Minimum requirements:

  • iOS 26.0+, iPadOS 26.0+, macOS Tahoe 26.0+
  • Xcode 26.0+
  • Device must support Apple Intelligence (iPhone 15 Pro or later)
  • Apple Intelligence must be enabled in Settings

Contents

  1. Availability & Setup
    SystemLanguageModel, availability cases, AnyObject? pattern
  2. Sessions & Basic Prompting
    LanguageModelSession, Instructions, Prompt, .content gotcha
  3. Prompt Engineering for On-Device Models
    What works, what doesn't, #Playground
  4. Guided Generation (@Generable)
    @Guide, constraints, PartiallyGenerated
  5. Streaming
    streamResponse(), ResponseStream, .collect()
  6. Generation Options
    temperature, SamplingMode, maximumResponseTokens
  7. Tool Calling
    Tool protocol, pre-fetch vs inject, context cost
  8. Token Budget
    tokenUsage(for:), contextSize, overflow strategies
  9. The Transcript
    Transcript.Entry, saving/resuming sessions
  10. Failure Modes & Graceful Degradation
    GenerationError, never-throws pattern
  11. Testing
    Four test categories, .disabled() on-device tests
  12. Example Use Cases
    10 concrete patterns across app domains
  13. Quick Reference & Anti-Patterns
    Cheatsheet + 10 things not to do
  14. Context Engineering
    Select/inject/compress/pre-summarise
  15. Advanced Patterns
    Actor isolation, @Generable enums with associated values, Observable monitoring, PromptRepresentable chaining, bounded domain injection

Part 1: Availability & Setup

SystemLanguageModel.default

SystemLanguageModel.default is the singleton entry point for the on-device language model. You do not initialise it — it is a static property you reference directly. Everything in FoundationModels starts here.

let model = SystemLanguageModel.default

switch model.availability {
case .available:
    // model is ready — create a session and run prompts
case .unavailable(let reason):
    // handle the specific reason
@unknown default:
    break
}

SystemLanguageModel is an Observable final class, so you can observe .availability changes in SwiftUI via @State or inside .task {} blocks without any special wiring.


Availability Cases

SystemLanguageModel.Availability is a @frozen enum with two top-level cases: .available and .unavailable(UnavailableReason). Always handle @unknown default — Apple will add cases in future OS versions.

.available

The model is downloaded, Apple Intelligence is enabled, and the device is eligible. Create a LanguageModelSession and proceed.

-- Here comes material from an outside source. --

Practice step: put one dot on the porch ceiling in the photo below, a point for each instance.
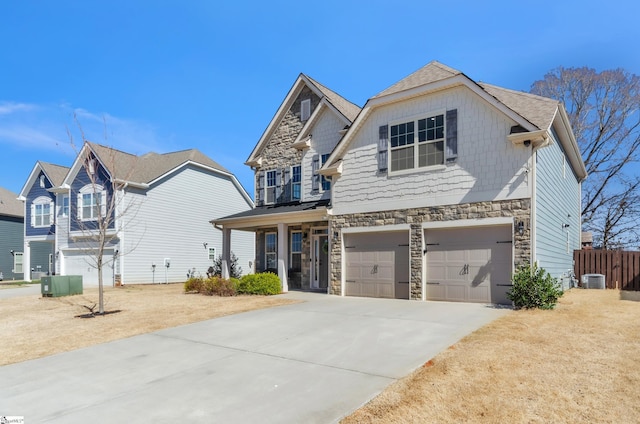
(271, 215)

.unavailable(.deviceNotEligible)

The hardware does not support Apple Intelligence. This applies to iPhone 14 and earlier, and equivalent iPad/Mac models. This is permanent for the lifetime of the device — no amount of waiting or retrying will change it. When you see this case, remove the AI code path from your UI entirely and show a permanent alternative experience.

.unavailable(.appleIntelligenceNotEnabled)

The device is eligible but the user has not turned on Apple Intelligence in Settings > Apple Intelligence & Siri. This is a user choice, not a hardware limitation. You can optionally prompt the user to enable it:

// Optionally deep-link to Settings
if let url = URL(string: UIApplication.openSettingsURLString) {
    UIApplication.shared.open(url)
}

Respect the user's decision. If they choose not to enable it, show the non-AI path without nagging.

.unavailable(.modelNotReady)

This is the most misunderstood case. It does not mean the model is permanently unavailable — it means the model weights are currently downloading. There is no programmatic download API. You cannot trigger the download, request it, or track its progress. The OS manages download timing based on network conditions, battery level, device temperature, and system load. Download can take minutes to hours.

Treat .modelNotReady as a transient state. Do not show a permanent "not supported" message. Instead, show a softer "not available right now — check back later" state and retry on the next app launch or session.

func checkAvailability() -> String {
    switch SystemLanguageModel.default.availability {
    case .available:
        return "Ready"
    case .unavailable(let reason):
        switch reason {
        case .deviceNotEligible:
            return "Device not supported"
        case .appleIntelligenceNotEnabled:
            return "Enable Apple Intelligence in Settings"
        case .modelNotReady:
            return "Downloading... check back soon"
        @unknown default:
            return "Unavailable"
        }
    @unknown default:
        return "Unknown"
    }
}

isAvailable Convenience Property

SystemLanguageModel.default.isAvailable is a Bool shorthand. Use it when you only need to gate a code path and don't need to distinguish between unavailability reasons:

guard SystemLanguageModel.default.isAvailable else { return }
// proceed with AI code path

If you need to communicate why the model is unavailable to the user, use the full .availability switch instead.


UseCase.general vs .contentTagging

SystemLanguageModel.UseCase selects a specialised version of the model. There are two options:

SystemLanguageModel.UseCase.general (the default for SystemLanguageModel.default) — a general-purpose model for writing assistance, analysis, correction, extraction, and summarisation. This is what you get when you use SystemLanguageModel.default.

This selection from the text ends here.